Crack the eggs in a medium bowl, and add the salt. Whisk until well-mixed.
In a separate measuring cup, combine the chicken broth,1 tablespoon of coconut aminos, and 1 teaspoon of fish sauce. Pour the broth into the beaten eggs and mix well.
Strain the mixture through a fine mesh sieve into a large measuring cup to filter out the eggy goo and froth.
Combine chicken, shrimp, and mushrooms in a small bowl and add 2 teaspoons of coconut aminos, ½ teaspoon of fish sauce, and some freshly-ground black pepper. (Not a fan of these particular ingredients? No worries. Feel free to use whatever savory meats and veggies you want.)
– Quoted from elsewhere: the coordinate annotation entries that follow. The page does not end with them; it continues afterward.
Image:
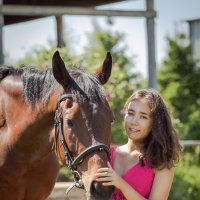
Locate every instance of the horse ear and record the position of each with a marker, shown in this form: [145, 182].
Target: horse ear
[59, 71]
[104, 71]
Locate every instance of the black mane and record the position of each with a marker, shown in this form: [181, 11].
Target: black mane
[38, 85]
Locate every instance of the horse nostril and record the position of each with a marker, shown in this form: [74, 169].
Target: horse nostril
[100, 191]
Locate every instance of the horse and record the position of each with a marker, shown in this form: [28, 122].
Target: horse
[52, 116]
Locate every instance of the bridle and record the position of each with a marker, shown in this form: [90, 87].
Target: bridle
[71, 162]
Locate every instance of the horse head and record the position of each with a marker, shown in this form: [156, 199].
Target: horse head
[83, 124]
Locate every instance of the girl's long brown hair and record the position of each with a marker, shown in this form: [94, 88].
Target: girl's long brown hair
[161, 148]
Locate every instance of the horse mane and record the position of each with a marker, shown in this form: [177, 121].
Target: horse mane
[38, 84]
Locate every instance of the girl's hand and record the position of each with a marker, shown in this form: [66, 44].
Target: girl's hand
[108, 176]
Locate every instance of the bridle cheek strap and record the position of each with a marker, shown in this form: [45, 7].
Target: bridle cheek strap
[70, 162]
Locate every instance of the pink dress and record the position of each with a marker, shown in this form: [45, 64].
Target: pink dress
[138, 176]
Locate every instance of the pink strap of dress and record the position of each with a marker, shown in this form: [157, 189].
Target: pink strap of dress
[138, 176]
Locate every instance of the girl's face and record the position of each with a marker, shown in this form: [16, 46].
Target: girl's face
[138, 120]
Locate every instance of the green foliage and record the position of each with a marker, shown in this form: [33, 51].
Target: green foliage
[123, 80]
[179, 82]
[186, 184]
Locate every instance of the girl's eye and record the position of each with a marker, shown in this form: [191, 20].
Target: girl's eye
[143, 117]
[69, 122]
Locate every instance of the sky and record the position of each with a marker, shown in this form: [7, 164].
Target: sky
[20, 38]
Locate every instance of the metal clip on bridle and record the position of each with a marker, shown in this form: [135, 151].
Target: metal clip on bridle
[70, 162]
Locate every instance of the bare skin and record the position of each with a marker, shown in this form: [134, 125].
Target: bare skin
[138, 122]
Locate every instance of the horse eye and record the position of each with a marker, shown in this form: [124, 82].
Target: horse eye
[69, 122]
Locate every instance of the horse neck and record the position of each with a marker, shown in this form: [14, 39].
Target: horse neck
[38, 137]
[29, 127]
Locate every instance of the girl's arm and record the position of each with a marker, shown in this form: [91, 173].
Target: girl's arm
[160, 189]
[162, 184]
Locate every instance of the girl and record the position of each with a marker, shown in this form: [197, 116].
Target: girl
[143, 168]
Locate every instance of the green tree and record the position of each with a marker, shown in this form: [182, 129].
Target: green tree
[123, 80]
[179, 83]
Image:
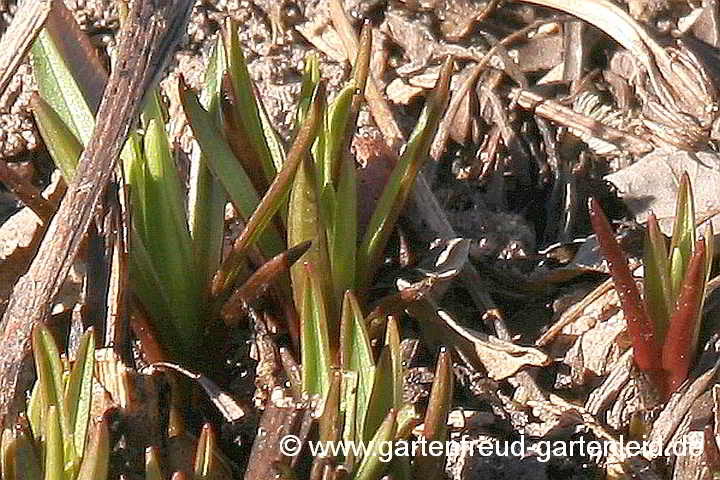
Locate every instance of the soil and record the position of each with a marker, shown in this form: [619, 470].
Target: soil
[511, 181]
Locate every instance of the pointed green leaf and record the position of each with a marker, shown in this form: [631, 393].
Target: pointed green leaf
[54, 457]
[50, 375]
[357, 356]
[658, 291]
[316, 359]
[58, 87]
[207, 196]
[683, 239]
[247, 106]
[436, 416]
[96, 460]
[63, 146]
[274, 198]
[376, 460]
[343, 236]
[226, 168]
[78, 396]
[382, 396]
[402, 180]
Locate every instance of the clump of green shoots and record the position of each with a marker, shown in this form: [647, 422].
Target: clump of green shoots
[302, 201]
[53, 441]
[664, 325]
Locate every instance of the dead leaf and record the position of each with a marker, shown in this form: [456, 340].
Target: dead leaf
[651, 184]
[499, 358]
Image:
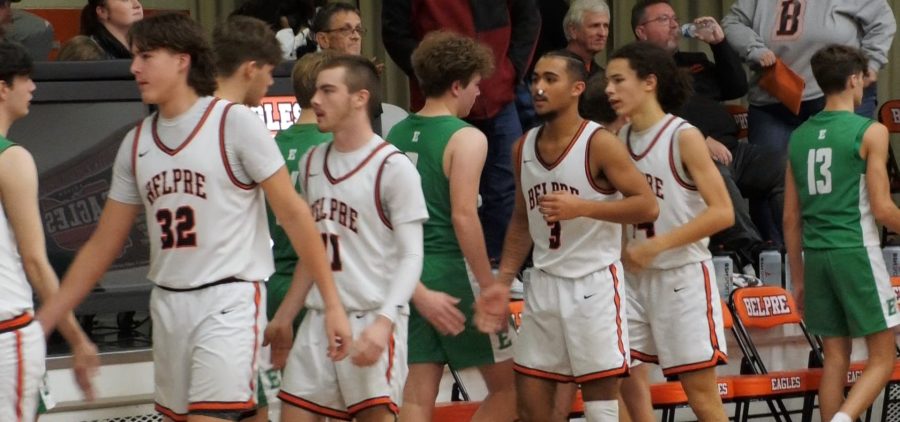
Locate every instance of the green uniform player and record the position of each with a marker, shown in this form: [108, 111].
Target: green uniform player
[424, 140]
[844, 270]
[835, 189]
[450, 155]
[293, 143]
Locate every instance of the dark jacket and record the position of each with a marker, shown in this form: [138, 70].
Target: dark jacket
[509, 28]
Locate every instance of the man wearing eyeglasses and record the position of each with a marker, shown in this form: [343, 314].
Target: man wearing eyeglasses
[747, 170]
[338, 27]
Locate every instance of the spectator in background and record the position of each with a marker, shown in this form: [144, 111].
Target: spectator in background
[107, 23]
[761, 31]
[586, 26]
[747, 170]
[80, 48]
[510, 29]
[31, 31]
[338, 27]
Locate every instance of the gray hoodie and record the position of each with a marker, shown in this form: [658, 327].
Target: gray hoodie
[753, 27]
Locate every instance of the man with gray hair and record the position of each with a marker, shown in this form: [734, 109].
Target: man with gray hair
[586, 26]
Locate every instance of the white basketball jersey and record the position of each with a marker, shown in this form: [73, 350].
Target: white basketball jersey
[204, 224]
[656, 154]
[358, 236]
[571, 248]
[15, 291]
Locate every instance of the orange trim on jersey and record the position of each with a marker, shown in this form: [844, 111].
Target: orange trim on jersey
[572, 142]
[336, 180]
[764, 307]
[370, 403]
[378, 207]
[587, 166]
[643, 357]
[638, 157]
[20, 377]
[257, 298]
[617, 299]
[225, 406]
[137, 136]
[537, 373]
[169, 413]
[710, 315]
[620, 371]
[231, 176]
[309, 157]
[312, 407]
[15, 323]
[159, 143]
[718, 358]
[390, 360]
[672, 164]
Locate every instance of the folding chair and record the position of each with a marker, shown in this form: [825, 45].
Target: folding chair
[739, 113]
[766, 307]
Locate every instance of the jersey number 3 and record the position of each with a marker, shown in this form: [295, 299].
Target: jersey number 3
[177, 228]
[818, 171]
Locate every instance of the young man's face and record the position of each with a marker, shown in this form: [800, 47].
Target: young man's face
[17, 95]
[467, 96]
[626, 91]
[333, 102]
[260, 81]
[344, 34]
[660, 27]
[593, 31]
[552, 87]
[159, 72]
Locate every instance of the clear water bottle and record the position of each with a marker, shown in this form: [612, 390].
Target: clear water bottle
[692, 30]
[892, 260]
[770, 268]
[724, 267]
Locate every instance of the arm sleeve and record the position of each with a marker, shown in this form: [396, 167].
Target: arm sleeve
[397, 33]
[123, 187]
[409, 268]
[878, 25]
[526, 24]
[251, 150]
[730, 74]
[739, 32]
[405, 205]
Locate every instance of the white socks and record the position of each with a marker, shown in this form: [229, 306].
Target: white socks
[838, 417]
[602, 411]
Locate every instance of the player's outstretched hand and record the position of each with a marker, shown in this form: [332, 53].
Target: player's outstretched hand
[439, 309]
[84, 364]
[340, 337]
[559, 205]
[371, 343]
[638, 256]
[280, 336]
[492, 308]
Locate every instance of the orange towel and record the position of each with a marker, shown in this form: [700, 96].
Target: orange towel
[784, 84]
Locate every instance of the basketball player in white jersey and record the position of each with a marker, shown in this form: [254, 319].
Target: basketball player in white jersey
[198, 168]
[575, 187]
[367, 200]
[23, 259]
[675, 315]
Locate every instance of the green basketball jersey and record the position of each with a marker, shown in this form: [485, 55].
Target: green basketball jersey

Mix everything together and set the bowl aside.
Grab the 8-ounce cups or ramekins and put a heaping tablespoon of the meaty filling in each one.
Pour the egg mixture into each cup. Stop when you’re a half-inch from the top.
Cover each ramekin with plastic wrap or aluminum foil.
Place the cups on the steamer insert in the pot*, making sure to keep the liquid level.
Cover and cook for 20 minutes or until a toothpick comes out clean.
The custards will be quivery and delicate to the touch. They should be set, but when you pierce the top, the chawanmushi’s texture should be almost soup-like. Don’t let these babies get cold – serve ‘em immediately, topped with sliced scallions and minced cilantro.
*Looking for a different way to cook these custards? Check out these two alternative techniques:
- Mod #1: If you can’t fit the cups in a steamer, cobble together a bain marie: Put the foil-covered cups or ramekins in a towel-lined baking dish filled halfway up with boiling water, and stick it in a 425°F oven for 30 minutes.
- Mod #2: If you’re feeling particularly fancy, try steaming the cups in a sous vide cooker set at 195°F for 60 to 90 minutes.